The whole prospect of Prestwich changed in 1828. In that year the Turnpike Road from Manchester to Bury was opened. It followed the line of the old Roman road out of Manchester upto the centre of Prestwich where it diverged to head round the end of Mere Clough and join Bury Old Road in Besses o’ th’Barn.
The new road in 1828 transformed Prestwich; it turned the quiet village into a suburb of Manchester. Prestwich was now on the map – it was halfway between Manchester and Bury whereas before it was not halfway between anywhere and anywhere else, it was just in the middle of nowhere. Wealthy people from Manchester and Salford bought up land and built large Victorian villas ( Elderslie, Hornby Lodge etc ) on or near the new road.
Bury New Road also realigned Prestwich on a north-south axis. Previously there seems to have been a scatter of houses and farms and cottages. Bury New Road cut straight through it all, gave it a unifying theme and a “High Street” section.
Trams and their routes on both main roads through Prestwich also affected the march of bricks and mortar around the 1900s.

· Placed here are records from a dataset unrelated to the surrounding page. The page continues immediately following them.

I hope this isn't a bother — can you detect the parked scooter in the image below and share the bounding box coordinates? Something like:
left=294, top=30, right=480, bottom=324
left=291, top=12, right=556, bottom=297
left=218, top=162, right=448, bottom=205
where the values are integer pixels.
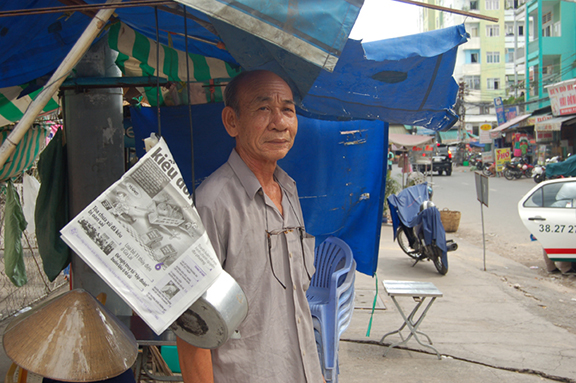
left=388, top=182, right=458, bottom=275
left=503, top=157, right=534, bottom=180
left=470, top=154, right=484, bottom=172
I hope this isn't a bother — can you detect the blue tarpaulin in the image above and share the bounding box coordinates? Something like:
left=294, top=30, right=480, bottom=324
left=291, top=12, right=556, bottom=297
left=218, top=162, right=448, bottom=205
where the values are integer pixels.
left=131, top=104, right=388, bottom=275
left=0, top=0, right=467, bottom=130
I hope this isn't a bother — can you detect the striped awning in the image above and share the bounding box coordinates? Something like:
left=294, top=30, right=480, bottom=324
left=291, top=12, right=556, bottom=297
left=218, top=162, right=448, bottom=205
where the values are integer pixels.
left=108, top=22, right=240, bottom=106
left=0, top=126, right=50, bottom=182
left=0, top=85, right=60, bottom=127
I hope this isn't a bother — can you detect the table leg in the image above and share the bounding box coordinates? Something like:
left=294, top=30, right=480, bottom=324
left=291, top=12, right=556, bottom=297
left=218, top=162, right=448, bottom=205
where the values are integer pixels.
left=380, top=296, right=441, bottom=359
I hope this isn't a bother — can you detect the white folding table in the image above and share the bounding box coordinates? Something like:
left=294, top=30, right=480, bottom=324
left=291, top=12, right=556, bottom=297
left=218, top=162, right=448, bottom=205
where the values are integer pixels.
left=380, top=280, right=442, bottom=359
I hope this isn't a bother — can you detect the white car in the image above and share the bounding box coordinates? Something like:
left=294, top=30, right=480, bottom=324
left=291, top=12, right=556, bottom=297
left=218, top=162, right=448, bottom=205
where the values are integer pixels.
left=518, top=178, right=576, bottom=262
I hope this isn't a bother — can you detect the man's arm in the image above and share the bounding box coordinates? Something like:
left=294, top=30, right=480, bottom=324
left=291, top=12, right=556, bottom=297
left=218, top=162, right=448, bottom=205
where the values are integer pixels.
left=176, top=337, right=214, bottom=383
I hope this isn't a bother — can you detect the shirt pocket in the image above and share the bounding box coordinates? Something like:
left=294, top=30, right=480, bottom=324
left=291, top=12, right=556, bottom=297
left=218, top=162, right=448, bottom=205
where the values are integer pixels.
left=302, top=232, right=316, bottom=291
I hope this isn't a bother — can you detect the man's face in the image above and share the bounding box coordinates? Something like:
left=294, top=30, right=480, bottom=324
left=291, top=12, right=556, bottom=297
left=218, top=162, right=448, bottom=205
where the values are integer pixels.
left=223, top=72, right=298, bottom=164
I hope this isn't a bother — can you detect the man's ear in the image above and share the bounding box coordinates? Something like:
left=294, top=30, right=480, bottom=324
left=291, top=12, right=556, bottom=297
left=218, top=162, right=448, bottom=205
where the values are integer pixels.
left=222, top=106, right=238, bottom=137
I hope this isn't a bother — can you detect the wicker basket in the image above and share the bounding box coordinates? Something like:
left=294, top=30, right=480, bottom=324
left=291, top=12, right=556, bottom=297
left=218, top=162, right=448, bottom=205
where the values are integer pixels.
left=440, top=208, right=461, bottom=233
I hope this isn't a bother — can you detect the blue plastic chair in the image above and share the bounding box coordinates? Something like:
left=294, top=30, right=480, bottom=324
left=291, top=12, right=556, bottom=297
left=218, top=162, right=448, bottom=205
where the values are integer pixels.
left=306, top=237, right=356, bottom=382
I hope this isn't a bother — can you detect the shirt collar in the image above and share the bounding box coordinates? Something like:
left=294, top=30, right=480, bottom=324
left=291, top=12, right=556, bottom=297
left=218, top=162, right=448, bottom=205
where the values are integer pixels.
left=228, top=149, right=296, bottom=199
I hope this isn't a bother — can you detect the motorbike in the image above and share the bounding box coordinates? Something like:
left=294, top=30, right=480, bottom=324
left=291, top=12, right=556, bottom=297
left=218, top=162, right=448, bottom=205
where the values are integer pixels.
left=532, top=156, right=563, bottom=184
left=503, top=157, right=534, bottom=180
left=470, top=154, right=484, bottom=171
left=545, top=155, right=576, bottom=180
left=388, top=182, right=458, bottom=275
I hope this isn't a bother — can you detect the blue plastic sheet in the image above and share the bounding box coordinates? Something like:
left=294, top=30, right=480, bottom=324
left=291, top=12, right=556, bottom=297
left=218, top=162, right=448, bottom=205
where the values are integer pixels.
left=388, top=182, right=448, bottom=265
left=131, top=104, right=388, bottom=276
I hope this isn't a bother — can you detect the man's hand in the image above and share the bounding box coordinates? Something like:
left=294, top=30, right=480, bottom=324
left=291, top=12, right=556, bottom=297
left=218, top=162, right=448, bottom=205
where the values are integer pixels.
left=176, top=337, right=214, bottom=383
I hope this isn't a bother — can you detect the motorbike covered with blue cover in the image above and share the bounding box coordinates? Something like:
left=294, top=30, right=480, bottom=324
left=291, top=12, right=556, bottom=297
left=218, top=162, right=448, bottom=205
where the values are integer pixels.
left=388, top=182, right=448, bottom=266
left=546, top=156, right=576, bottom=178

Following Public Health reforms in 1848 each County was required to set up Lunatic Asylums. Lancashire established three of them. The one serving Greater Manchester came to Prestwich in 1851. Part of the reason for choosing Prestwich was because it was still rural ; good air and country walks were part of the treament for lunacy in those days. Basically the Asylum / Hospital occupied the land of the historic Prestwich Wood estate bought from the Milnes family.
The next step came with the railway in 1879. After the railway was built vast swathes of housing grew up within easy reach of the four stations – Bowker Vale, Heaton Park, Prestwich and Besses o’th’ Barn. The Earl of Wilton also tried to sell Heaton Park at the same period, luckily there were no takers or that would have disappeared under housing.
Prestwich became an integral part of the Greater Manchester conurbation.
Its history is still of great interest though and there is much research to be done – in the Agecroft Deeds, the seventeenth century Inventories with the Wills and in the Drinkwater Deeds.
The places ending in “wich”
There are two areas where placenames end in “wich”.
1. Area 1 is a group of Mercian wichs starting at Droitwich in Worcestershire.
Prestwich is at the northern end of this group i.e “Prestwich” is a Mercian name probably from the mid tenth century.
The Mercian “wich” means a an enclosure or a place of work of some kind.
2. Area 2. The coastline of S.E. England has a string of ports ending “wich” e.g. Sandwich in Kent , Ipswich in Suffolk.
London itself was “Londonwich” in the eighth cenury and this south-east version of wich means “a trading place”.